Evolutionary explanations in biology are often teleological rather than causal (physiological traits are explained by being advantageous in species' environment, for example), corresponding to Aristotle's final causes, but such explanations are usually seen as derivative from efficient ones via the mechanisms of mutation and natural selection. The fundamental priority of causal explanations depends, however, on the success of the reductionist/physicalist programme, which in philosophy of mind is controversial, see Is there a causal influence of the mental on the physical? Modern philosophical theories of scientific explanation are well-covered by both SEP and IEP. The Friedman-Kitcher unificationist theory is perhaps the most popular, in Kitcher's summary:
"Science advances our understanding of nature by showing us how to derive descriptions of many phenomena, using the same pattern of derivation again and again, and in demonstrating this, it teaches us how to reduce the number of facts we have to accept as ultimate."

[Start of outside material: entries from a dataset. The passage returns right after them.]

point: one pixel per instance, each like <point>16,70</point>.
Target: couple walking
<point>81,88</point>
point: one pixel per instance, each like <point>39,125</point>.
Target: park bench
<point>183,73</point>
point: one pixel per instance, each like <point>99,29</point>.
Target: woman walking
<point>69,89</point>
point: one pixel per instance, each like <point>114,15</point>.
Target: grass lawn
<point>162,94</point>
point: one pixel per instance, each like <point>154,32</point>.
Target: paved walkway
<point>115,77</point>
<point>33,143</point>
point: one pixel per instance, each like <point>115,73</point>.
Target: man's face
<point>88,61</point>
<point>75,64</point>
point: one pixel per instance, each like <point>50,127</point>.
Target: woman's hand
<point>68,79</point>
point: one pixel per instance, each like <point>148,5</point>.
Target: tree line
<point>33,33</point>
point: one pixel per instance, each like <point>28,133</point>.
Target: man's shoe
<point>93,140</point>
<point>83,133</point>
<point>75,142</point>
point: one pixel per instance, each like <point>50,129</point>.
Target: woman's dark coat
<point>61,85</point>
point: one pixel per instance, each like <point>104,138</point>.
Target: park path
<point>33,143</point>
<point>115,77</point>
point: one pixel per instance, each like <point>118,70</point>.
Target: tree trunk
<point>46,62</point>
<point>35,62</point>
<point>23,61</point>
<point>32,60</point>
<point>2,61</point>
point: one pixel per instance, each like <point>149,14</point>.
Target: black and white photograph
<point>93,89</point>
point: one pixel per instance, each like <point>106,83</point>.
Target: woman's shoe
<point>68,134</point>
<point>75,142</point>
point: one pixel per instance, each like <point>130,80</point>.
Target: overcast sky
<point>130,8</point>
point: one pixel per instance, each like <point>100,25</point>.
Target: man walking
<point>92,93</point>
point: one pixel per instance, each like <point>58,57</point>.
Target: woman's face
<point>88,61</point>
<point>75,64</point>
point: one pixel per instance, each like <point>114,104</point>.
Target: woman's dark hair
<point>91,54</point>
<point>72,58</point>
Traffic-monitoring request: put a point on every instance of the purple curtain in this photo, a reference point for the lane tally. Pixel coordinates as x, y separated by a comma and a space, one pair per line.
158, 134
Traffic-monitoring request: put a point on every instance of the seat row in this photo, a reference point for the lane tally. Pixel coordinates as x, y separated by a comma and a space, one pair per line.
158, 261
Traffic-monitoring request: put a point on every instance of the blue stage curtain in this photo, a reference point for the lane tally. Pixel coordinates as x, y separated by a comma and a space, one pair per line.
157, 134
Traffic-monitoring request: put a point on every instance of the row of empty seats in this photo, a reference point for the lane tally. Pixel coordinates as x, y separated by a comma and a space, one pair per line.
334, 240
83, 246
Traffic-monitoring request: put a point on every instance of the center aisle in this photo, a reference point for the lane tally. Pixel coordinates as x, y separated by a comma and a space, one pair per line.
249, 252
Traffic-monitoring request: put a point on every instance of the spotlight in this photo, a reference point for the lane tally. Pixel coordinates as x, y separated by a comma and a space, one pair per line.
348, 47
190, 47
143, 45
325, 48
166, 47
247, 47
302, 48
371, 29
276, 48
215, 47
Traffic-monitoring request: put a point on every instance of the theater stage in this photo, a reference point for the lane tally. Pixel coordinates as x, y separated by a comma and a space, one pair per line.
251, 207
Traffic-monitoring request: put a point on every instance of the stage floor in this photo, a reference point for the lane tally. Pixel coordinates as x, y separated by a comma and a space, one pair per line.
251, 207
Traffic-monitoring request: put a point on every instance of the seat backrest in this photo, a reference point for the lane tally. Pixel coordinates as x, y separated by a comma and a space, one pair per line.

A somewhat different meaning of "intelligibility" puts emphasis not on explanation but on meaningfulness (the two are obviously closely related), "intelligible" is that which meets the conditions of the possibility of being meaningful. Traditionally, such conditions would include logical laws, like identity and non-contradiction, famously challenged by Hegel, and on some accounts even the principle of sufficient reason, although its inclusion is rare today. The prominence of this view can be traced to Kant's "conditions of the possibility" of experience or knowledge, and his employment of these notions in transcendental arguments.
Aside from the positive use, where such conditions help analyze the structure of our cognitive faculties, our "intellect", Kant effectively coined a new type of philosophical argumentation, where a view is argued to be not even false, but worse, unintelligible, because its notions violate some conditions of meaningfulness. For instance, according to Kant, the notions of traditional metaphysics are unintelligible because they attempt to apply categories of experience beyond any possible experience, to things in themselves. Such approach was since used by many prominent philosophers whose positions are very far from Kant's. For example, Wittgenstein argued against private sensations and languages because such things have no criterion of correctness required for their intelligibility, see Did Wittgenstein consider the possibility of a private language with public content? Similarly, Putnam in Realism and Reason criticized (metaphysical) realism positing "mind-independent" reality expressed in mind's concepts that "correspond" to it as unintelligible:
"But it is unintelligible, from my point of view, how the sort of relation the metaphysical realist envisages as holding between a sign and its object can be singled out either by holding up the sign itself [Cow], – or by holding up yet another sign, thus [Refers] – or perhaps – [Causes]... One of the puzzling things about the metaphysical realist picture is that it makes it unintelligible how there can be a priori truths, even contextual ones, even as a (possibly unreachable) limit."